One would think that microwaveable dinners' reputation for being cheap and convenient makes them popular with budget shoppers. Indeed, a few years ago experts thought frozen meals would be recession-proof. In 2009, market researcher Mintel predicted that the industry would benefit from the recession, forecasting higher sales than ever. Instead, overall sales by volume have taken the biggest hit. Simply put, people aren't buying frozen dinners as much they once did.

But what's weighing down the industry has nothing to do with cost—and everything to do with content.

The decline of frozen-food sales in the last few years has coincided with a rise in public interest in nutrition. Packaged-food companies' competitors, along with health experts and cooking-show hosts, began trumpeting the benefits of fresh over frozen, and consumers listened. Nowadays, more Americans like to know just exactly what's in their food—and whether it's gluten-free, organic, and non-GMO (whether those labels are meaningful is a separate debate). "Fresh" denotes more nutrients and better taste, while "frozen" has become synonymous with high sodium and hard-to-pronounce preservatives.

Frozen-food producers are well aware that this change in consumer tastes is contributing to falling sales. "Within this foodie culture the last few years, I think there has been a change in how some people define healthy foods," Rob McCutcheon, president of ConAgra's consumer frozen-food division, told The Wall Street Journal in June. "There is definitely a push toward products that are more real, higher quality, more homemade, and closer to the source."

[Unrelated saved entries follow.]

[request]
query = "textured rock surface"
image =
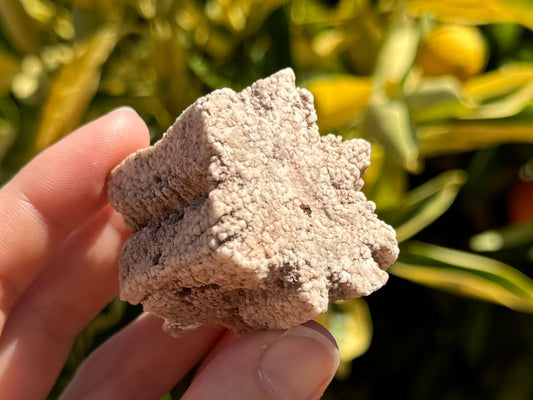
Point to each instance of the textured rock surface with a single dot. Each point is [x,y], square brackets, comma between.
[244,215]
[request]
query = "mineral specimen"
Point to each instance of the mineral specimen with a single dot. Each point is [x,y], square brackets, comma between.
[245,216]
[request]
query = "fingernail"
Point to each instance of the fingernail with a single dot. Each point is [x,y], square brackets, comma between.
[300,363]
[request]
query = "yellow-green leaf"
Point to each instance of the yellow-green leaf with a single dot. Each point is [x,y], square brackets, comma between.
[390,124]
[437,99]
[463,11]
[423,205]
[385,179]
[476,11]
[504,107]
[339,99]
[504,238]
[395,59]
[9,67]
[350,324]
[24,32]
[461,136]
[74,87]
[499,82]
[465,274]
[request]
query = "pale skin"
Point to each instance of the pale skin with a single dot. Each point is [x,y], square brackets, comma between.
[59,247]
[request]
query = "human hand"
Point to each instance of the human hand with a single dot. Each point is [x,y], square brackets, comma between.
[59,248]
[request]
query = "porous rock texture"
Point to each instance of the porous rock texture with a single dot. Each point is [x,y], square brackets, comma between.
[245,216]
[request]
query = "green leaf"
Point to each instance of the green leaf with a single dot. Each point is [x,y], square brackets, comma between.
[462,136]
[395,59]
[9,125]
[499,82]
[463,11]
[505,238]
[74,87]
[339,99]
[385,179]
[423,205]
[389,123]
[437,99]
[476,11]
[9,67]
[505,107]
[24,32]
[465,274]
[350,324]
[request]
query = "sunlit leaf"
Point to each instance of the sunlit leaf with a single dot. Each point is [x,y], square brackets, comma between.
[461,136]
[476,11]
[395,59]
[9,67]
[74,87]
[437,99]
[390,124]
[424,204]
[350,324]
[385,179]
[463,11]
[9,121]
[505,238]
[339,99]
[499,82]
[504,107]
[206,72]
[25,33]
[465,274]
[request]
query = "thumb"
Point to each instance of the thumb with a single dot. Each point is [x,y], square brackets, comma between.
[295,364]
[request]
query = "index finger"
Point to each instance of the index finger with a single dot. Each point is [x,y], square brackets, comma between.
[56,193]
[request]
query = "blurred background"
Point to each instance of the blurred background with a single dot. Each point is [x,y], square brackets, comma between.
[442,88]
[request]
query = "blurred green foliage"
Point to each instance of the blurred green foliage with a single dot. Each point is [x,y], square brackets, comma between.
[442,88]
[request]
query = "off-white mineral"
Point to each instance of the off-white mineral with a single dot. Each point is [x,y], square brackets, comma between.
[245,216]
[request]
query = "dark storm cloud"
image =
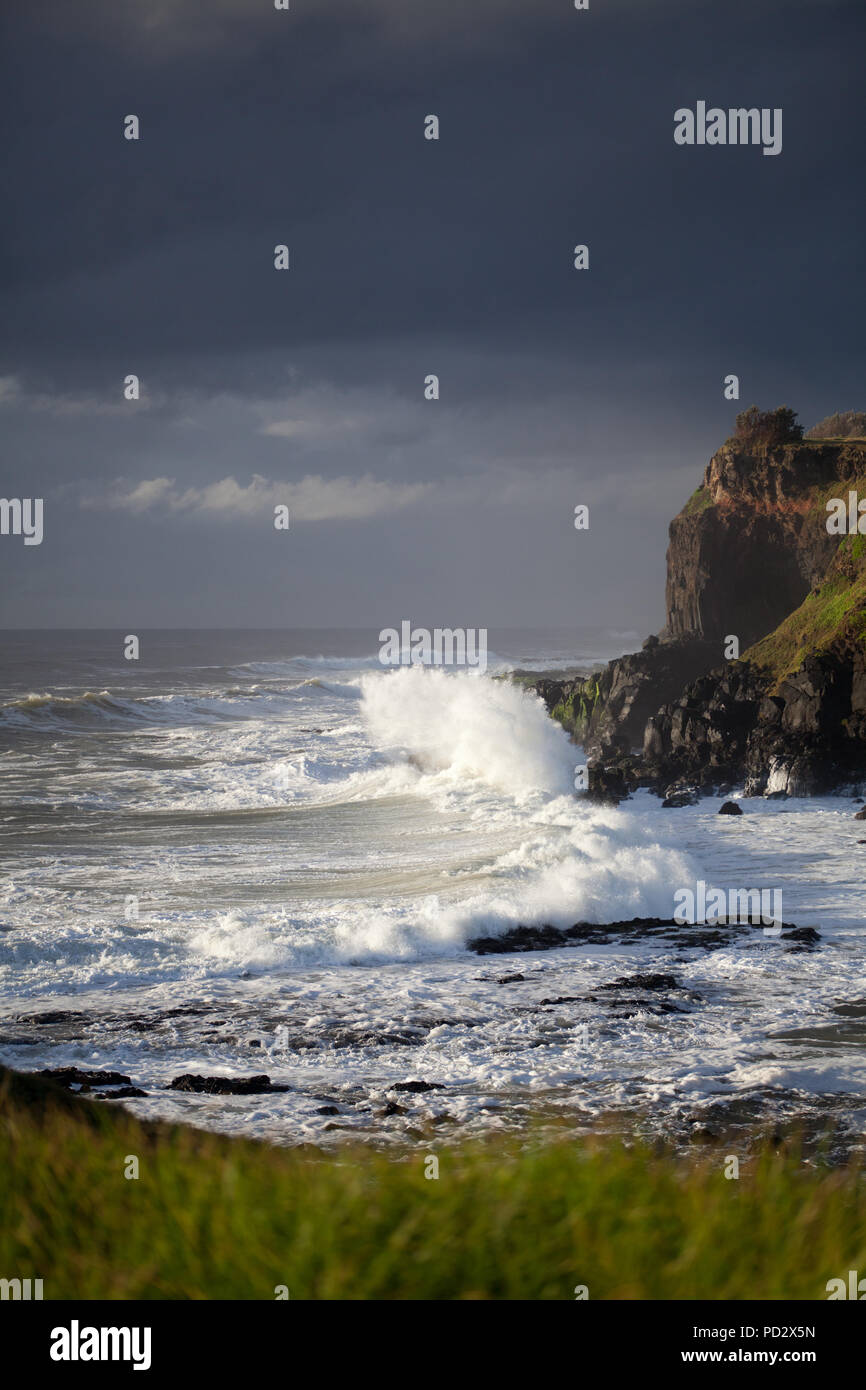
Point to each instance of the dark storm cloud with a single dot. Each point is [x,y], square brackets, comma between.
[409,257]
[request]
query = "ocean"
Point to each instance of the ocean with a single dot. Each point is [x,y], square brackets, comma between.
[262,852]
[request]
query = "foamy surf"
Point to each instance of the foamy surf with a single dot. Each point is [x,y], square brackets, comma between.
[310,845]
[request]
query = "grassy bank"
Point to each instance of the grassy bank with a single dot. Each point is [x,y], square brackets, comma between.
[216,1218]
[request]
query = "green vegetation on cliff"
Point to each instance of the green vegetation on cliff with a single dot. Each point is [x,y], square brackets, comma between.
[831,617]
[699,501]
[576,710]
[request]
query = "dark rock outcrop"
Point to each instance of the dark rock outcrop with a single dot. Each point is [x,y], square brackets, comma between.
[225,1084]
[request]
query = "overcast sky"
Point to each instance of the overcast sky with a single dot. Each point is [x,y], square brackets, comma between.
[407,257]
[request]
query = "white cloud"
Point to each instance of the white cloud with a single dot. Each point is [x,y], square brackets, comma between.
[310,499]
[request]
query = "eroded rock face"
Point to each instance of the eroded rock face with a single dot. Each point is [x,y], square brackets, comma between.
[744,553]
[748,546]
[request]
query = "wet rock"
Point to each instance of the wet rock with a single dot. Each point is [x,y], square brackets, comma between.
[53,1016]
[644,982]
[416,1086]
[680,798]
[74,1076]
[806,934]
[225,1084]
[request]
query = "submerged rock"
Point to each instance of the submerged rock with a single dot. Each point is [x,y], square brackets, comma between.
[227,1084]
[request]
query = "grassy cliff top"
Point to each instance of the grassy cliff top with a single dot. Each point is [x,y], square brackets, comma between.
[217,1218]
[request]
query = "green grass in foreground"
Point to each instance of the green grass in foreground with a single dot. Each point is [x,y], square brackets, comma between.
[216,1218]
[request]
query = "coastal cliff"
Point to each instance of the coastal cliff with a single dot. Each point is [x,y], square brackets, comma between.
[751,558]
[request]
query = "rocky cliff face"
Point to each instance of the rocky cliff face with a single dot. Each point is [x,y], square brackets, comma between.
[749,556]
[752,541]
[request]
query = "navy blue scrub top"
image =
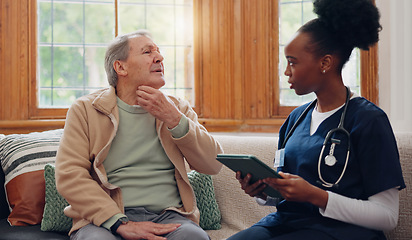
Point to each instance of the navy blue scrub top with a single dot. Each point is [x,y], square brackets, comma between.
[373,166]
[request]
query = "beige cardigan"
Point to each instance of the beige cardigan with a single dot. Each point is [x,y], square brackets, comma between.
[91,125]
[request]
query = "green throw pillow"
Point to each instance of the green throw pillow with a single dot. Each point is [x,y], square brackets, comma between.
[53,216]
[206,202]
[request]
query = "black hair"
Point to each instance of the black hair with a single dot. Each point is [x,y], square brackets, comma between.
[341,26]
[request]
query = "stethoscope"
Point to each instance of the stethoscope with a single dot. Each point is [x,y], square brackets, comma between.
[330,159]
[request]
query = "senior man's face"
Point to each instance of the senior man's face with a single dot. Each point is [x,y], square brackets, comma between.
[145,63]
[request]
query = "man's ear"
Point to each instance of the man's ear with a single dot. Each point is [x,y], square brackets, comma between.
[326,63]
[119,67]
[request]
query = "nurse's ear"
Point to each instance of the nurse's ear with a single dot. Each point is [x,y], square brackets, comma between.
[326,63]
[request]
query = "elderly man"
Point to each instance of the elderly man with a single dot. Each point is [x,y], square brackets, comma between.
[121,161]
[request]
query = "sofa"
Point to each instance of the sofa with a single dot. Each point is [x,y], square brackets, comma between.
[237,210]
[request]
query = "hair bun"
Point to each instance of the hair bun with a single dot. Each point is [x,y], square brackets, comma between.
[353,22]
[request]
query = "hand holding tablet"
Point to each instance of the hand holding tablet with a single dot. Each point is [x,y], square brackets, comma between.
[250,164]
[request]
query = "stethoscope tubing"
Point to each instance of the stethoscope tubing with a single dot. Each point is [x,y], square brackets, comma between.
[328,138]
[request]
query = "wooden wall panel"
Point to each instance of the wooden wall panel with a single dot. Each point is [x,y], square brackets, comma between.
[14,59]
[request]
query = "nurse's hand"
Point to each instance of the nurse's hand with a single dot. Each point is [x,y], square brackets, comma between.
[297,189]
[253,190]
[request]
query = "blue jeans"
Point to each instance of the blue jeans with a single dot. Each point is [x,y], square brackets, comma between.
[187,231]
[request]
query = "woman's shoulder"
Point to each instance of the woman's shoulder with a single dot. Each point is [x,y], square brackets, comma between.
[364,107]
[365,114]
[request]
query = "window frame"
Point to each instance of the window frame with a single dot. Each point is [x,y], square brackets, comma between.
[222,87]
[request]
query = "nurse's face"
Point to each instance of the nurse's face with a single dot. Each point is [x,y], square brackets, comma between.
[303,68]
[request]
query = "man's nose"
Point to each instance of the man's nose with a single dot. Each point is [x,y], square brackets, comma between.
[158,58]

So the frozen-food industry is playing catch-up. In May, eight frozen-food producers, including ConAgra and Nestlé, launched a three-year, $90 million marketing campaign to change consumer perception of their products. Its national TV ads borrow from the lexicon that made fresh and natural foods popular, with tag lines such as "Frozen: How fresh stays fresh" and "Freezing is nature's pause button." The campaign's goal, according to the American Frozen Food Institute, is to make consumers take a "fresh look at frozen."

The future of frozen isn't all bleak, however. While a heightened awareness of nutrition has spelled trouble for TV dinners, it has been a boon to frozen fruits and vegetables, the stars of smoothies.